This Is How It Happens
by R. Belser
It was two years ago, and I was in the main branch of my public library.
I was browsing the "New Fiction" section of the library, where recently published and acquired
novels were displayed; books which the staff felt were particularly noteworthy were propped upright
by those little metal book-holders, and I noticed a three-volume set entitled Lebensraum!,
by Ingrid Rimland. The theme of the trilogy was German history over the past century or so, as
experienced through the eyes of two German families, whose triumphs and tragedies were used to
tell a story which is rarely told these days: the story of the German people themselves.
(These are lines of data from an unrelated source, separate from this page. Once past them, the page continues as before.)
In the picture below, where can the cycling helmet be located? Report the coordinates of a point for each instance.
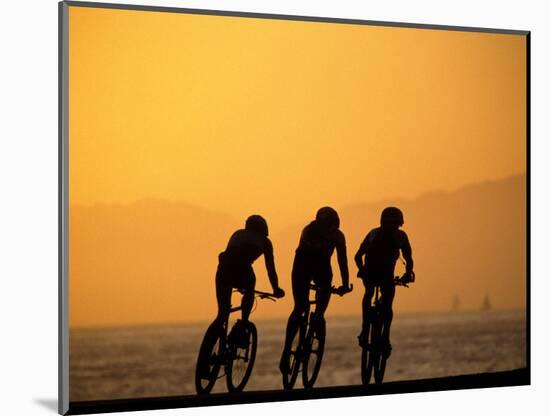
(328, 217)
(391, 216)
(257, 224)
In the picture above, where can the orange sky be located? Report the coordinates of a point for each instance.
(280, 117)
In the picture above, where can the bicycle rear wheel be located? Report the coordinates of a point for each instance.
(294, 359)
(241, 359)
(209, 359)
(369, 355)
(314, 347)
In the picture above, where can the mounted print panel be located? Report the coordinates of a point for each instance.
(265, 208)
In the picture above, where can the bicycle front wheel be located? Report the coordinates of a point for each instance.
(313, 352)
(209, 360)
(294, 359)
(241, 359)
(369, 355)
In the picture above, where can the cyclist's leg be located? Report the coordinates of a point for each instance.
(300, 293)
(322, 297)
(387, 292)
(223, 296)
(366, 303)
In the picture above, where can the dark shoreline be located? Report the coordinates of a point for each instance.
(517, 377)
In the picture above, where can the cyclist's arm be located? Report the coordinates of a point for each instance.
(407, 253)
(360, 253)
(270, 265)
(342, 258)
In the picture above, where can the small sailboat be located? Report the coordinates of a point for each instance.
(456, 303)
(486, 305)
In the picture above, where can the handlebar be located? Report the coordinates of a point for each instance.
(333, 289)
(398, 280)
(260, 294)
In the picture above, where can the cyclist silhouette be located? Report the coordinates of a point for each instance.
(235, 267)
(376, 260)
(317, 243)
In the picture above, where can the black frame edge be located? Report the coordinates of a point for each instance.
(63, 122)
(318, 19)
(517, 377)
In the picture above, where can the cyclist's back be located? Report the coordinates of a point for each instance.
(381, 248)
(315, 249)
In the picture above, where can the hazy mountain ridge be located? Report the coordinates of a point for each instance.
(466, 243)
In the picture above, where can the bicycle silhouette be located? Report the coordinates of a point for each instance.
(218, 349)
(373, 356)
(308, 346)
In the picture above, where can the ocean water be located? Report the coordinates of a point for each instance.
(153, 361)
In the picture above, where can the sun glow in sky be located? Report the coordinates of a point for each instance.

As someone of German descent who still cherished that connection, my interest was quickly stirred, and
I resolved to return and take out the first volume of the set when I'd finished the books
I'd already chosen for that week. I did not get back to the library for some time, and when I did, I
could find Lebensraum! nowhere; I checked the shelves, the library's computer, and finally
asked for help at the reference desk. The reference librarian assured me that even if the books had been
stolen or for some other reason removed from circulation, there should still be a record of this--but
she could find nothing.
Not only were the books gone--there was no record of the library ever having owned them!
Later on, the pieces began to fall into place for me, when I learned that Ingrid Rimland is a
Revisionist--i.e., someone who holds that "Holocaust" dogma greatly exaggerates the number of
Jewish dead and that there is no forensic evidence to support many of the claims (e.g. "gas chambers", etc.)
and that she had a website which had suffered a concerted cyber-attack by those who disagreed
with what she and others like her had to say, while a close associate of hers--Ernst Zündel--
had been severely beaten and his house firebombed.
I began to understand how our freedom is...evaporating: for the loss of freedom in 21st
century America doesn't happen with a bang...or even a whimper; it happens with dead silence, and
books that no one misses because they disappear quietly, before most people even know they exist.